Datasets

Datasets permits to iterate over data from a source of data. In Eztorch, to properly use the datasets for training, validating or evaluating, one should pass through datamodules.

Eztorch defines datasets and various tools to properly use datasets from Torchvision and custom ones.

Dataset Wrapper

General

class eztorch.datasets.DictDataset(dataset)[source]

Wrapper around a Dataset to have a dictionary as input for models.

Parameters:

dataset (Dataset) – dataset to wrap around.

class eztorch.datasets.DatasetFolder(root, loader, extensions=None, transform=None, target_transform=None, is_valid_file=None, class_ratio=1.0, sample_ratio=1.0, class_list=None, sample_list_path=None, seed=None)[source]

A generic data loader.

This default directory structure can be customized by overriding the find_classes() method.

Parameters:
  • root (str) – Root directory path.

  • loader (Callable[[str], Any]) – A function to load a sample given its path.

  • extensions (Optional[Tuple[str, ...]], optional) – A list of allowed extensions. both extensions and is_valid_file should not be passed.

    Default: None

  • transform (Optional[Callable], optional) – A function/transform that takes in a sample and returns a transformed version. E.g, transforms.RandomCrop for images.

    Default: None

  • target_transform (Optional[Callable], optional) – A function/transform that takes in the target and transforms it.

    Default: None

  • is_valid_file (Optional[Callable[[str], bool]], optional) – A function that takes path of a file and check if the file is a valid file (used to check of corrupt files) both extensions and is_valid_file should not be passed.

    Default: None

  • class_ratio (float, optional) – Ratio of classes to use if class_list is None.

    Default: 1.0

  • sample_ratio (float, optional) – Ratio of samples to use.

    Default: 1.0

  • class_list (Optional[Iterable[str]], optional) – If not None, list of classes to use.

    Default: None

  • sample_list_path (Optional[str], optional) – If not None, list of samples to use.

    Default: None

  • seed (Optional[int], optional) – If not None, seed used to randomly choose class and samples.

    Default: None

class eztorch.datasets.DumbDataset(shape, len_dataset)[source]

Dumb dataset that always provide random data. Useful for testing models or pipelines.

Parameters:
  • shape (List[int]) – shape of data to generate.

  • len_dataset (int) – length of the dataset. Used by dataloaders.

Image

class eztorch.datasets.DictCIFAR10(root, train=True, transform=None, target_transform=None, download=False)[source]

CIFAR10 dict dataset.

Parameters:
  • root (str) – Root directory of dataset where directory cifar-10-batches-py exists or will be saved to if download is set to True.

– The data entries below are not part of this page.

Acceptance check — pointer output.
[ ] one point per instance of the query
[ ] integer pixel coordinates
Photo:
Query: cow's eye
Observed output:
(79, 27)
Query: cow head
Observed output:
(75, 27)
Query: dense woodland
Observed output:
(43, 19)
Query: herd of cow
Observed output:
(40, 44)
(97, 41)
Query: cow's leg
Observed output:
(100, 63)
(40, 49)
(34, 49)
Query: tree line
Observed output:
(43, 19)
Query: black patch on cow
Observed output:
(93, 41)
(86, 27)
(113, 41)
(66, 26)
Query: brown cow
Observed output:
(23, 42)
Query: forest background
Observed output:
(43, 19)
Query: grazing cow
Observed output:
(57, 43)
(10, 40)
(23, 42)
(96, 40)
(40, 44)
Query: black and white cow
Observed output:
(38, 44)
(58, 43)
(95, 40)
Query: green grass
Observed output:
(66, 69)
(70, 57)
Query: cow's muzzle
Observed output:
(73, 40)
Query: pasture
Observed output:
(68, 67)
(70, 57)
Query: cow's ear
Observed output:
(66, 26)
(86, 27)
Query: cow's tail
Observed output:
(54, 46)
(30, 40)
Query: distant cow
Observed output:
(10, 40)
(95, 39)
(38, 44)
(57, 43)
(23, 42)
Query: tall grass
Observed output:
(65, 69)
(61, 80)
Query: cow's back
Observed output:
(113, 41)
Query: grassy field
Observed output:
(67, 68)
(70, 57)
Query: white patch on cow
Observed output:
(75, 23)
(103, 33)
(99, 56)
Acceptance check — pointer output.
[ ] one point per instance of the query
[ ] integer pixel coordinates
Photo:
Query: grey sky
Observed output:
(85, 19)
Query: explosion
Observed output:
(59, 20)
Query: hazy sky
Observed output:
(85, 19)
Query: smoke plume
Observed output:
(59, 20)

  • train (bool, optional) – If True, creates dataset from training set, otherwise creates from test set.

    Default: True

  • transform (Optional[Callable], optional) – A function/transform that takes in an PIL image and returns a transformed version. E.g, transforms.RandomCrop

    Default: None

  • target_transform (Optional[Callable], optional) – A function/transform that takes in the target and transforms it.

    Default: None

  • download (bool, optional) – If True, downloads the dataset from the internet and puts it in root directory. If dataset is already downloaded, it is not downloaded again.

    Default: False

class eztorch.datasets.DictCIFAR100(root, train=True, transform=None, target_transform=None, download=False)[source]

CIFAR100 dict dataset.

Parameters:
  • root (str) – Root directory of dataset where directory cifar-100-batches-py exists or will be saved to if download is set to True.

  • train (bool, optional) – If True, creates dataset from training set, otherwise creates from test set.

    Default: True

  • transform (Optional[Callable], optional) – A function/transform that takes in an PIL image and returns a transformed version. E.g, transforms.RandomCrop

    Default: None

  • target_transform (Optional[Callable], optional) – A function/transform that takes in the target and transforms it.

    Default: None

  • download (bool, optional) – If True, downloads the dataset from the internet and puts it in root directory. If dataset is already downloaded, it is not downloaded again.

    Default: False

Video

class eztorch.datasets.LabeledVideoDataset(labeled_video_paths, clip_sampler, transform=None, decode_audio=True, decoder='pyav', decoder_args={})[source]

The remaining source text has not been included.